BGer 5A_606/2019
 
BGer 5A_606/2019 vom 03.12.2019
 
5A_606/2019
 
Urteil vom 3. Dezember 2019
 
II. zivilrechtliche Abteilung
Besetzung
Bundesrichter Herrmann, Präsident,
Bundesrichterin Escher, Bundesrichter Bovey,
Gerichtsschreiber Levante.
 
Verfahrensbeteiligte
A.________ AG,
Beschwerdeführerin,
gegen
Konkursamt Luzern, Museggstrasse 21, 6004 Luzern.
Gegenstand
Kollokationsplan und Lastenverzeichnis (Spezialliquidation/Schätzung),
Beschwerde gegen den Entscheid des Kantonsgerichts Luzern, 1. Abteilung als obere kantonale Aufsichtsbehörde über Schuldbetreibung und Konkurs, vom 12. Juli 2019 (2K 19 5).
 
Sachverhalt:
 
A.
A.a. Am 26. Februar 2019 erstellte das Konkursamt Luzern im Konkurs über die B.________ AG den Kollokationsplan und das Lastenverzeichnis. Das Verfahren beschränkt sich auf die Spezialliquidation nach Art. 230a Abs. 2 SchKG einer 6½ Zimmer-Maisonettewohnung samt zwei Kellern in U.________ (Stockwerkanteil Nr. xxx am Grundstück Nr. yyy). Der Schätzungswert wurde mit Fr. 3'000'000.-- aufgeführt. Kollokationsplan samt Lastenverzeichnis wurden vom 1. bis 21. März 2019 beim Konkursamt aufgelegt.
A.b. Die A.________ ist als Inhaberin eines Schuldbriefes über Fr. 1'000'000.--, 3. Pfandstelle, lastend auf dem Stockwerkanteil Nr. xxx, für eine Forderung von Fr. 1'071'670.-- kolloziert.
 
B.
B.a. Mit Eingabe vom 20. März 2019 gelangte die A.________ AG gegen das Lastenverzeichnis und den Kollokationsplan an das Bezirksgericht Luzern als untere kantonale Aufsichtsbehörde nach SchKG. Sie verlangte eine Neuschätzung des Stockwerkanteils Nr. xxx. Mit Entscheid vom 6. Mai 2019 trat das Bezirksgericht auf die Beschwerde wegen Verspätung nicht ein.
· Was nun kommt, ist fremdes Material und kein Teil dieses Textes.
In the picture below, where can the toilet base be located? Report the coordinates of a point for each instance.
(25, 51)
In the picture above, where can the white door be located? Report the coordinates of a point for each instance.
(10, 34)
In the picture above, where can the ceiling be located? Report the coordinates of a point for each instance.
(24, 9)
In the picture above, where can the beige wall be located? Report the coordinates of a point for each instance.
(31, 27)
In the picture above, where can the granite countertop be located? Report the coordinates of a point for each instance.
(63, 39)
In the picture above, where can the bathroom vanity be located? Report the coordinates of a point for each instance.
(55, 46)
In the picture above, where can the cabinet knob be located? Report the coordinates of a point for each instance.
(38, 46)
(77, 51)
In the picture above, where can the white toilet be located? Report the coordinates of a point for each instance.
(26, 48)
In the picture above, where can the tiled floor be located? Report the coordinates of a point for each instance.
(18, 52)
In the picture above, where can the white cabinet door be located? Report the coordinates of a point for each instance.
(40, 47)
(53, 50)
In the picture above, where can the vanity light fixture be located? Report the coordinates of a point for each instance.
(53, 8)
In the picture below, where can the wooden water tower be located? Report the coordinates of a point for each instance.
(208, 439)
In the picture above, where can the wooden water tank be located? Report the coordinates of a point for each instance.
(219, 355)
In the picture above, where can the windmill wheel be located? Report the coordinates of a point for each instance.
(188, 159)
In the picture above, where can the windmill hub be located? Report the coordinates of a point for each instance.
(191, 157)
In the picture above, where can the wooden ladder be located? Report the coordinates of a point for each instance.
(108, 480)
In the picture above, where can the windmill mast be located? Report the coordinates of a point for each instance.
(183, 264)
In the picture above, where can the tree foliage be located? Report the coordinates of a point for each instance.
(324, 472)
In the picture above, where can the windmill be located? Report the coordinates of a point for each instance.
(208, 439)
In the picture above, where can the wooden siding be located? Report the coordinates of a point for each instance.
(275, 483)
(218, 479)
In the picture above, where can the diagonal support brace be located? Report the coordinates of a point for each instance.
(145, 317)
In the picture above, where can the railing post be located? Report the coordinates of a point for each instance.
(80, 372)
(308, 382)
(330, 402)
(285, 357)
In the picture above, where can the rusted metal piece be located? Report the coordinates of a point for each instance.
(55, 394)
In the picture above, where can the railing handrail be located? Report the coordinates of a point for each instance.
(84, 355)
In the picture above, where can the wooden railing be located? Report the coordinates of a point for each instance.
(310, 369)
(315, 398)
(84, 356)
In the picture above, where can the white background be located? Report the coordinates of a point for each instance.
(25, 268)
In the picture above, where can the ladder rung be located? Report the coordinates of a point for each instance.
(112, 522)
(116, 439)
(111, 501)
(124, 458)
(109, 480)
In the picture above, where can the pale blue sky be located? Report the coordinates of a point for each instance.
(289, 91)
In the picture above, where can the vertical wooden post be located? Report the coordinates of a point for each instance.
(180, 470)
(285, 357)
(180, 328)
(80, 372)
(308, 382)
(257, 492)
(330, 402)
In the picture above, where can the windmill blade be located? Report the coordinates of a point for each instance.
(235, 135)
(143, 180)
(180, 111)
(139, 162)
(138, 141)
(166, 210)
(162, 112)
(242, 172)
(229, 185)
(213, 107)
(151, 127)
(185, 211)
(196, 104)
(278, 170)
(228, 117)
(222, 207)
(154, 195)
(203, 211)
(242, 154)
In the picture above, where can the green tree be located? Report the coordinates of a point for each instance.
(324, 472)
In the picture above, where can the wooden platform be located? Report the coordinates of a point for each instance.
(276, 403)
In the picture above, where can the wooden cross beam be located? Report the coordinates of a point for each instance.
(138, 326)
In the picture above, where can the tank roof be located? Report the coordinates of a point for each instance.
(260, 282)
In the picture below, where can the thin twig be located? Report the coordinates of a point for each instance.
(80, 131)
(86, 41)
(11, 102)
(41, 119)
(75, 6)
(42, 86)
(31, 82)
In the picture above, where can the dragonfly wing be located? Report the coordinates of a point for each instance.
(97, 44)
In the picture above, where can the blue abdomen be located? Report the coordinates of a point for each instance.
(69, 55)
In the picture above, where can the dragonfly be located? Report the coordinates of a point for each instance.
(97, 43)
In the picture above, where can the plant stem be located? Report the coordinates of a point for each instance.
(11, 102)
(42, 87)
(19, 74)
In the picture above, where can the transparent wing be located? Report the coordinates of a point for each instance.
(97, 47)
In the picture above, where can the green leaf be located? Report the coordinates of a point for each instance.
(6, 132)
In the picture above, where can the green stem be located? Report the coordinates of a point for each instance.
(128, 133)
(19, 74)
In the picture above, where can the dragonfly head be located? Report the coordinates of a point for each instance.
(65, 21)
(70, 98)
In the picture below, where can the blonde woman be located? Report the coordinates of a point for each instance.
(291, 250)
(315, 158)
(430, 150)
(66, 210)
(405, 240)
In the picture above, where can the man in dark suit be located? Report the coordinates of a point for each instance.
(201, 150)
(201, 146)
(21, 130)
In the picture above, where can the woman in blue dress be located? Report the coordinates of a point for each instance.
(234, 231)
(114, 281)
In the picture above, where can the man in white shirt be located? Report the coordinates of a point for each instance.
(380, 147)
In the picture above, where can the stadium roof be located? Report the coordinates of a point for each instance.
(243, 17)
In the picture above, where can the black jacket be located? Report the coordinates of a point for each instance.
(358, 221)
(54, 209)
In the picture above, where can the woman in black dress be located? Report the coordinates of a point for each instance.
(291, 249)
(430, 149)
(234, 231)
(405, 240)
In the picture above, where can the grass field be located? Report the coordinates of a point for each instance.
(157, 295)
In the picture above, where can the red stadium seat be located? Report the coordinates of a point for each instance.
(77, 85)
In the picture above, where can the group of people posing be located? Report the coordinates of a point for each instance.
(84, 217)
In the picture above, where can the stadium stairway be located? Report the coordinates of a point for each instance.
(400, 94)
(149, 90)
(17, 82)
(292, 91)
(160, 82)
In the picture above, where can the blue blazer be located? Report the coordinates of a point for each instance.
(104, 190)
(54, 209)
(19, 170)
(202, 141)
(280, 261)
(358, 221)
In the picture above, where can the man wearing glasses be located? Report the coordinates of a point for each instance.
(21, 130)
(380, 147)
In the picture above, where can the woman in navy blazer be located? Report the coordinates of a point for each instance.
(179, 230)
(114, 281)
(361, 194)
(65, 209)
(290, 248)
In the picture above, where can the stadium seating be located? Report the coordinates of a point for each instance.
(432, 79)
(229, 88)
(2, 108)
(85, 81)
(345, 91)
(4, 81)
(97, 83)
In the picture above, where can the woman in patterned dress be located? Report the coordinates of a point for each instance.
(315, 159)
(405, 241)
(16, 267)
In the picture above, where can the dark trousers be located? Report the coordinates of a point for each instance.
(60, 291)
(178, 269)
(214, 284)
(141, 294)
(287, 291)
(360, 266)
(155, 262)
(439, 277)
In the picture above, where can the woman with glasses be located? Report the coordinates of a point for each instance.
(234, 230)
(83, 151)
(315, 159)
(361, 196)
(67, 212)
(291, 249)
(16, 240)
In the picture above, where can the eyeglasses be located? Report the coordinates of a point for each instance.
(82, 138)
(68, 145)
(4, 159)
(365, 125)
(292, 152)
B.b. Daraufhin wandte sich die A.________ an das Kantonsgericht Luzern als obere kantonale Aufsichtsbehörde über Schuldbetreibung und Konkurs und wiederholte ihr Begehren um eine Neuschätzung des Stockwerkanteils Nr. xxx. Die Beschwerde wurde am 12. Juli 2019 abgewiesen.
 
C.
Die A.________ ist mit Beschwerde in Zivilsachen vom 2. August 2019 an das Bundesgericht gelangt. Die Beschwerdeführerin erneuert den im kantonalen Verfahren gestellte Antrag auf Neuschätzung.
Es sind die kantonalen Akten, indes keine Vernehmlassungen eingeholt worden.
 
Erwägungen:
 
1.
1.1. Die Beschwerde in Zivilsachen gegen den Entscheid der oberen kantonalen Aufsichtsbehörde in einer Konkurssache ist gegeben (Art. 19 SchKG i.V.m. Art. 72 Abs. 2 lit. a, Art. 74 Abs. 2 lit. d und Art. 75 Abs. 2 BGG).
1.2. Die Beschwerdeführerin ist als Pfandgläubigerin vom Entscheid über die Neuschätzung eines Konkursaktivums besonders berührt und daher zur Beschwerde berechtigt (Art. 76 Abs. 1 lit. b BGG).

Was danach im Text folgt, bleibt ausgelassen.